Two putative class action lawsuits were filed against the Company and certain of its officers in the United States District Court for the Eastern District of New York, one captioned Richard S. Germond v. Spero Therapeutics, Inc., Ankit Mahadevia, and Satyavrat Shukla, Case No. 1:22-cv-03125, filed on May 26, 2022, and the other captioned Kashif Memon v. Spero Therapeutics, Inc., Ankit

Mahadevia, and Satyavrat Shukla Case No. 1:22-cv-04154, filed on July 15, 2022. The parties moved to consolidate the two complaints on July 22, 2022, which were ordered consolidated on August 5, 2022. The parties filed an Amended Complaint on December 5, 2022, purported to be brought on behalf of stockholders who purchased our common stock from September 8, 2020 through May 2, 2022. The Amended Complaint generally alleges that the Company and certain of its officers violated Sections 10(b) and/or 20(a) of the Securities Exchange Act of 1934, as amended (the “Exchange Act”) and Rule 10b-5 promulgated thereunder by making allegedly false and/or misleading statements concerning the New Drug Application (“NDA”) for tebipenem HBr in an effort to lead investors to believe that the drug would receive approval from the FDA. Plaintiffs seek unspecified damages, interest, attorneys’ fees, and other costs.
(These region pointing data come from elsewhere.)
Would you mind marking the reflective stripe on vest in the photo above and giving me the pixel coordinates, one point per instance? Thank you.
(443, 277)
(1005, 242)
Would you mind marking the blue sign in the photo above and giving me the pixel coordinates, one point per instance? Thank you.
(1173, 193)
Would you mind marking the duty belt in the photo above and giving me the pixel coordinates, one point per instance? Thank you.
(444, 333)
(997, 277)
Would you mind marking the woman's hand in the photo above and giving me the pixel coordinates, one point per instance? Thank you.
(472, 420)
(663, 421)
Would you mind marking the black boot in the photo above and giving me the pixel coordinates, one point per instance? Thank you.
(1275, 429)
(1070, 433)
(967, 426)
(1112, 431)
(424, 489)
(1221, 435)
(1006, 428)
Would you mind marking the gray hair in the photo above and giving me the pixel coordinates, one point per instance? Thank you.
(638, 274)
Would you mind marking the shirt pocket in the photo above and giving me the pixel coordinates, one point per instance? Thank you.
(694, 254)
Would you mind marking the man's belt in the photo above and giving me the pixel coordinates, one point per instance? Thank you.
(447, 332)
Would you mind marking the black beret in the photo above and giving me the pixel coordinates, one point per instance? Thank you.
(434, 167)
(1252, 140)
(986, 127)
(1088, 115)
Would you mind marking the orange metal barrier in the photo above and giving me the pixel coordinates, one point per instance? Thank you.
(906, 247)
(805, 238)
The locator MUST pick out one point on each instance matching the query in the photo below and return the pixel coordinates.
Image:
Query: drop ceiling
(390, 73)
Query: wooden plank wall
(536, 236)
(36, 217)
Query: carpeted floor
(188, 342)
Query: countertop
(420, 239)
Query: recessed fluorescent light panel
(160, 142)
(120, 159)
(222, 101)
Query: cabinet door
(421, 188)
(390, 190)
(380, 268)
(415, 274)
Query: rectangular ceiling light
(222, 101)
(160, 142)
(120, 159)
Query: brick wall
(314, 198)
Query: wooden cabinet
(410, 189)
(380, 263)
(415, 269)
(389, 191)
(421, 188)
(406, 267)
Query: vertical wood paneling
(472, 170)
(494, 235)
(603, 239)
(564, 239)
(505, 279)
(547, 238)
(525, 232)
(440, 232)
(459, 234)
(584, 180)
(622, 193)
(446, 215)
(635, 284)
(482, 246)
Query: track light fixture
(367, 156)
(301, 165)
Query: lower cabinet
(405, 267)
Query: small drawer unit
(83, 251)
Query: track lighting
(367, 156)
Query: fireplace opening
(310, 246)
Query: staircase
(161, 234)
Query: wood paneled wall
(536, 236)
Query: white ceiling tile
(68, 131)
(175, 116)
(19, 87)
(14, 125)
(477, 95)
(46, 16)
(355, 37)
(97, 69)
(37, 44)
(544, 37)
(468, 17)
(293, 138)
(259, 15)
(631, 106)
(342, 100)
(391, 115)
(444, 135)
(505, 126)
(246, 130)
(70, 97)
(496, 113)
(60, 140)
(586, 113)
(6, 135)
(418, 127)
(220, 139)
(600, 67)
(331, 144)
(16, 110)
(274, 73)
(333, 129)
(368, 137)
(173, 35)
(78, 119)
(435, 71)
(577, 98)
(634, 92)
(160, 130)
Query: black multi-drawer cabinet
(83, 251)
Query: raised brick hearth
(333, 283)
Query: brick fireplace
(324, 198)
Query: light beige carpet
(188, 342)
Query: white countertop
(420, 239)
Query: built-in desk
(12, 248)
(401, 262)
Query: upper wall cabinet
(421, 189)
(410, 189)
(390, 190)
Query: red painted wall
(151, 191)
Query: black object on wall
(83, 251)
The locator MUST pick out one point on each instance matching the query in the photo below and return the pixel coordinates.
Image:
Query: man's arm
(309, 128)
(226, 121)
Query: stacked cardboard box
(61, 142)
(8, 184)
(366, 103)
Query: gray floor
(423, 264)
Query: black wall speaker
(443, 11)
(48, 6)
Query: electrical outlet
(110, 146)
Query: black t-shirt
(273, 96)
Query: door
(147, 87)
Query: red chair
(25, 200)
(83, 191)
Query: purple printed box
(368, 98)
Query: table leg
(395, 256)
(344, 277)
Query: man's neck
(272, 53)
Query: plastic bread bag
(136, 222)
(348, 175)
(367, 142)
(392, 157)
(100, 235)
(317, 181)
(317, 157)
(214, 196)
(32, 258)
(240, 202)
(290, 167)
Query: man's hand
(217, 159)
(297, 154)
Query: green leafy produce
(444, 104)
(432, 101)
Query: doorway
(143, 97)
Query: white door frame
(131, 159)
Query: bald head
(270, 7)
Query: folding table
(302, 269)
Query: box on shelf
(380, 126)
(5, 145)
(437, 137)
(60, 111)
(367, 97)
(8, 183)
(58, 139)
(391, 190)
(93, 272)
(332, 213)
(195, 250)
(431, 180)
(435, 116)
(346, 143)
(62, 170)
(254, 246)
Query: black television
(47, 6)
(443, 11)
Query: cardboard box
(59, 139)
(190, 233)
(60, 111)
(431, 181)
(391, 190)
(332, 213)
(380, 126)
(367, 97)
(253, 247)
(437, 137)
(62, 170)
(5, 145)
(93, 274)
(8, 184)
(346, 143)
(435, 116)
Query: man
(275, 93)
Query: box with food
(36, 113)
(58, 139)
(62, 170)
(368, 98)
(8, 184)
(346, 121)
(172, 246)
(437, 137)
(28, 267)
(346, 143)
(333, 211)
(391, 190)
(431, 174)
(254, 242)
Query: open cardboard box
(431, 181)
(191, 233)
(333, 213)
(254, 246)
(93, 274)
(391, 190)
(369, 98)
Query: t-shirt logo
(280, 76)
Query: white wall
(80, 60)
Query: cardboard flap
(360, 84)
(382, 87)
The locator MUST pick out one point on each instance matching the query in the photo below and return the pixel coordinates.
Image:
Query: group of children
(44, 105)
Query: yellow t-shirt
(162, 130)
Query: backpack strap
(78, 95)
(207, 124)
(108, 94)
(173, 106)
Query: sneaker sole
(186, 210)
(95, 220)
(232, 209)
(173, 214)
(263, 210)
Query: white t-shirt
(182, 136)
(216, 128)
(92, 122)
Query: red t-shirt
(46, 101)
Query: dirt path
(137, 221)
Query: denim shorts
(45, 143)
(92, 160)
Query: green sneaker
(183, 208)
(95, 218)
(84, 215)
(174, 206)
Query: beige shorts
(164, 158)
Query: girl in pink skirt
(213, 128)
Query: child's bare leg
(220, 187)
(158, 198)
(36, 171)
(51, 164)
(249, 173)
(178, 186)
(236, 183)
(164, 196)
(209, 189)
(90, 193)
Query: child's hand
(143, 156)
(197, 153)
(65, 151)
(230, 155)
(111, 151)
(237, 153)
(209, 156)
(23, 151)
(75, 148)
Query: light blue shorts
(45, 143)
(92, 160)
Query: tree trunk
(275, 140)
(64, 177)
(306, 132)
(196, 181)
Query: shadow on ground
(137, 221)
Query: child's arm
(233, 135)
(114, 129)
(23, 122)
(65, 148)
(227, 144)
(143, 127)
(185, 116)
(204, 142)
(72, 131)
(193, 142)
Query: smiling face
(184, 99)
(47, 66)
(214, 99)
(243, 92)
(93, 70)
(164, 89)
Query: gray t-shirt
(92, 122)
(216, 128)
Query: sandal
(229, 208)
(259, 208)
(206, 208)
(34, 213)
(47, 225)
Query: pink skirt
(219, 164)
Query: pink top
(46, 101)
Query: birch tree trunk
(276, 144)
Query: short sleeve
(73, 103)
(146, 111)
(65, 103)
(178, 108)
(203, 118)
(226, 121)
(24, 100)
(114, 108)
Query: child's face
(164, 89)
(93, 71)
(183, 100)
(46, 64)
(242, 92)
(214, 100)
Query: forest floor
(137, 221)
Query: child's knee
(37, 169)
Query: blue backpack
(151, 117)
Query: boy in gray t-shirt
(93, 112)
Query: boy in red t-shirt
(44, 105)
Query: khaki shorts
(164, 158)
The Company filed a fully-briefed Motion to Dismiss on June 21, 2023. The Court has not yet ruled on the Motion.

 

A shareholder derivative action was filed against the Company, as nominal defendant, and certain of the Company's officers in the United States District Court for the District of Delaware, captioned Marti v. Mahadevia, et al., Case. No. 1:23-cv-01133-RGA (the “Derivative Complaint”), on October 11, 2023. The plaintiffs both purport to be current stockholders, and the allegations are primarily the same as those made in the putative class action.

 

The Company denies any allegations of wrongdoing and intends to vigorously defend against these lawsuits. However, there is no assurance that the Company will be successful in its defense or that insurance will be available or adequate to fund any settlement or judgment or the litigation costs of this action. Moreover, the Company is unable to predict the outcomes or reasonably estimate a range of possible loss at this time.

 

Additional lawsuits against the Company and certain of its officers or directors may be filed in the future. If additional similar complaints are filed, absent new or different allegations that are material, the Company will not necessarily announce such additional filings.